Em uma direção semelhante, o Estado de São Paulo implementou as leis nº 17.621/2023 e nº 17.635/2023, que obrigam bares, restaurantes, casas de show e casas noturnas a tomar providências em casos de assédio, como acompanhar a vítima até a saída em segurança, expulsar o agressor do local ou chamar a polícia. Sendo assim, estabelecimentos de lazer e entretenimento de diversos portes, independente da conformidade com as regras da CIPA, devem auxiliar mulheres que se sintam importunadas ou em risco. Essa legislação também prevê a capacitação anual de colaboradores, treinando-os, para identificar e combater casos de assédio sexual e/ ou que reproduzam a cultura do estupro. Outra regra é a fixação de avisos sobre a disponibilidade do local em socorrer mulheres. Quem não cumprir as exigências dessa lei será penalizado com as sanções previstas no Código de Defesa do Consumidor, que vão de multas à cassação do alvará.

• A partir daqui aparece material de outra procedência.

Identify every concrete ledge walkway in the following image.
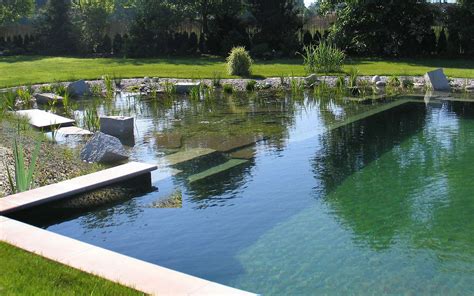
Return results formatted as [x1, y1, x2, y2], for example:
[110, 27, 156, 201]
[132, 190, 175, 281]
[0, 216, 255, 296]
[0, 162, 157, 215]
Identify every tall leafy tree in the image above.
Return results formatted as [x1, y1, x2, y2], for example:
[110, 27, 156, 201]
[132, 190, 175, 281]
[36, 0, 76, 54]
[0, 0, 35, 25]
[128, 0, 185, 56]
[326, 0, 434, 56]
[248, 0, 302, 54]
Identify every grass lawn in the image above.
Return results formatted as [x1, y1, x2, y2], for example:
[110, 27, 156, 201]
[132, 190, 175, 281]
[0, 242, 143, 295]
[0, 56, 474, 87]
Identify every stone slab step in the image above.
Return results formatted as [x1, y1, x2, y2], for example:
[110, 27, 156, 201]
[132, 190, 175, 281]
[0, 162, 157, 215]
[35, 93, 64, 105]
[15, 109, 75, 128]
[188, 159, 248, 183]
[158, 148, 216, 165]
[0, 216, 256, 296]
[57, 126, 92, 136]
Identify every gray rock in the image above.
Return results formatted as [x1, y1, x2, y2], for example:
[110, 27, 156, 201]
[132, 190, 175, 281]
[372, 75, 382, 84]
[425, 69, 451, 91]
[304, 74, 318, 86]
[81, 132, 128, 163]
[67, 80, 92, 97]
[100, 116, 134, 138]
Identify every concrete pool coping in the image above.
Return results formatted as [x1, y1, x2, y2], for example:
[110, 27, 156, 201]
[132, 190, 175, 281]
[0, 216, 256, 295]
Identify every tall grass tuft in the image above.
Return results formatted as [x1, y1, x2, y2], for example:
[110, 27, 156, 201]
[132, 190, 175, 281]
[212, 72, 222, 88]
[104, 75, 115, 99]
[301, 41, 346, 73]
[5, 139, 41, 193]
[227, 47, 253, 76]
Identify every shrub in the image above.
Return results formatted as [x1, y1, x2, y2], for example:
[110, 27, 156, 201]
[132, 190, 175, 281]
[301, 41, 346, 73]
[227, 47, 253, 76]
[245, 80, 257, 92]
[222, 84, 234, 94]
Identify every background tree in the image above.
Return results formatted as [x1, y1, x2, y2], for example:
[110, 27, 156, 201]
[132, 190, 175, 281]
[327, 0, 434, 56]
[128, 0, 185, 56]
[73, 0, 115, 53]
[248, 0, 303, 54]
[35, 0, 77, 54]
[0, 0, 35, 26]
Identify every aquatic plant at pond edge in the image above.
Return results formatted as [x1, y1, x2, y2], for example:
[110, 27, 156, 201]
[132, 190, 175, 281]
[300, 41, 346, 73]
[103, 75, 115, 99]
[245, 80, 257, 92]
[222, 84, 234, 94]
[227, 47, 253, 76]
[189, 86, 201, 101]
[212, 72, 221, 88]
[5, 139, 41, 193]
[290, 77, 304, 94]
[162, 82, 176, 97]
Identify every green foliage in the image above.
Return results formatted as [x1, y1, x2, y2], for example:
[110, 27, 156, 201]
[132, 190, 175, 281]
[402, 78, 415, 89]
[73, 0, 115, 53]
[0, 91, 16, 113]
[5, 139, 41, 193]
[326, 0, 434, 56]
[290, 77, 304, 95]
[245, 80, 257, 92]
[227, 47, 253, 76]
[212, 72, 221, 88]
[387, 76, 401, 87]
[189, 86, 201, 101]
[301, 41, 346, 73]
[103, 75, 115, 99]
[348, 67, 360, 88]
[0, 0, 35, 26]
[222, 84, 234, 94]
[162, 82, 176, 97]
[35, 0, 79, 54]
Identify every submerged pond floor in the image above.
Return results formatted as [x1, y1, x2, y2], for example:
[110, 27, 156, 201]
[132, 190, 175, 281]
[12, 95, 474, 295]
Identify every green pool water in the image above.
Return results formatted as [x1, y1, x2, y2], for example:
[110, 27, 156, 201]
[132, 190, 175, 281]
[14, 93, 474, 295]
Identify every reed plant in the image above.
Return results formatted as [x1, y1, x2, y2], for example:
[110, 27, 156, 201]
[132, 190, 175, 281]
[103, 75, 115, 99]
[222, 84, 234, 94]
[162, 82, 176, 97]
[5, 139, 41, 193]
[300, 41, 346, 73]
[83, 106, 100, 133]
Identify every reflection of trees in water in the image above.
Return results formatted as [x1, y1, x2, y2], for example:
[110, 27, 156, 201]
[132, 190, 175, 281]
[315, 103, 474, 260]
[314, 104, 425, 248]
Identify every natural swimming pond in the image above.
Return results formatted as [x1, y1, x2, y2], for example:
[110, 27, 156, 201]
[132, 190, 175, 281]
[10, 95, 474, 295]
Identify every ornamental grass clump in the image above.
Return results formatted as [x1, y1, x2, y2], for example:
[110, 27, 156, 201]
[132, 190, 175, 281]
[227, 47, 253, 76]
[301, 41, 346, 73]
[5, 139, 41, 194]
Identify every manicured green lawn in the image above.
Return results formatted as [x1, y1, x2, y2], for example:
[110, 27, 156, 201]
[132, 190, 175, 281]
[0, 56, 474, 87]
[0, 242, 143, 296]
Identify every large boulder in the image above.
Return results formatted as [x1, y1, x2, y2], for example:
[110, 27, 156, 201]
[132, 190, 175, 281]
[425, 69, 451, 91]
[81, 132, 128, 163]
[67, 80, 92, 97]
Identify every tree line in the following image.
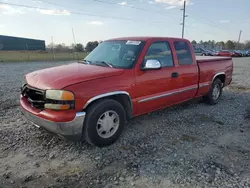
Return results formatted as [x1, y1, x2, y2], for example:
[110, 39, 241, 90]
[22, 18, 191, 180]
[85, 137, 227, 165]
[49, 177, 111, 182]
[47, 40, 250, 53]
[46, 41, 101, 53]
[191, 40, 250, 50]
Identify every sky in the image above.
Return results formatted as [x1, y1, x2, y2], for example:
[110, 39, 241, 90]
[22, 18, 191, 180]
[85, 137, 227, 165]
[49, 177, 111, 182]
[0, 0, 250, 45]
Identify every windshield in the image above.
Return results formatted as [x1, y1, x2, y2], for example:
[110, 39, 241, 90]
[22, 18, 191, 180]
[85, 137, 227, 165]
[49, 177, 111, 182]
[84, 40, 145, 68]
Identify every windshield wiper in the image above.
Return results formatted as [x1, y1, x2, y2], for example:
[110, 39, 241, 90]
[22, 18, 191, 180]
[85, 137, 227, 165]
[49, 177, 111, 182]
[96, 61, 114, 68]
[78, 59, 91, 65]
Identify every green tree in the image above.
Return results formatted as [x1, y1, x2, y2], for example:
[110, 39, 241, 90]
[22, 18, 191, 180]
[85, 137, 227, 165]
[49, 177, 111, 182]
[225, 40, 235, 50]
[245, 40, 250, 50]
[85, 41, 99, 52]
[74, 43, 84, 52]
[191, 40, 197, 45]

Outro ponto que vale destaque é a mensagem, assinada pelo atual Presidente da República, direcionada ao Congresso Nacional, para ratificação das Convenções nº 156 (sobre a igualdade de oportunidades e de tratamento para homens e mulheres trabalhadores: trabalhadores com encargos de família). Temos ainda o OIT 190, considerado o primeiro tratado internacional a reconhecer o direito de todas as pessoas a um mundo de trabalho livre de violência e assédio, incluindo violência de gênero e assédio.

E, voltando à necessidade de uma remuneração equivalente entre homens e mulheres, está em trâmite uma proposta de lei de igualdade salarial, que estabelece multas às empresas que praticarem disparidades salariais entre homens e mulheres que ocupam uma mesma função.

Para finalizar, mesmo com tantas iniciativas, a mudança ainda é uma realidade distante e à mercê dos sabores da sociedade capitalista e patriarcal. Contudo, é importante ressaltar que esse sistema que oprime mulheres, também oprime e causa o adoecimento masculino, afinal, homens carregam a pressão de serem provedores, ter sucesso profissional e apresentar um embotamento emocional. Portanto, ainda que encabeçados pelo feminismo, esses levantes, até para ganhar mais força, precisam contar com a aliança e o apoio da população masculina. Apenas uma sociedade civil organizada, que compartilha lutas em prol do bem coletivo pode avançar e promover as mudanças que almejamos.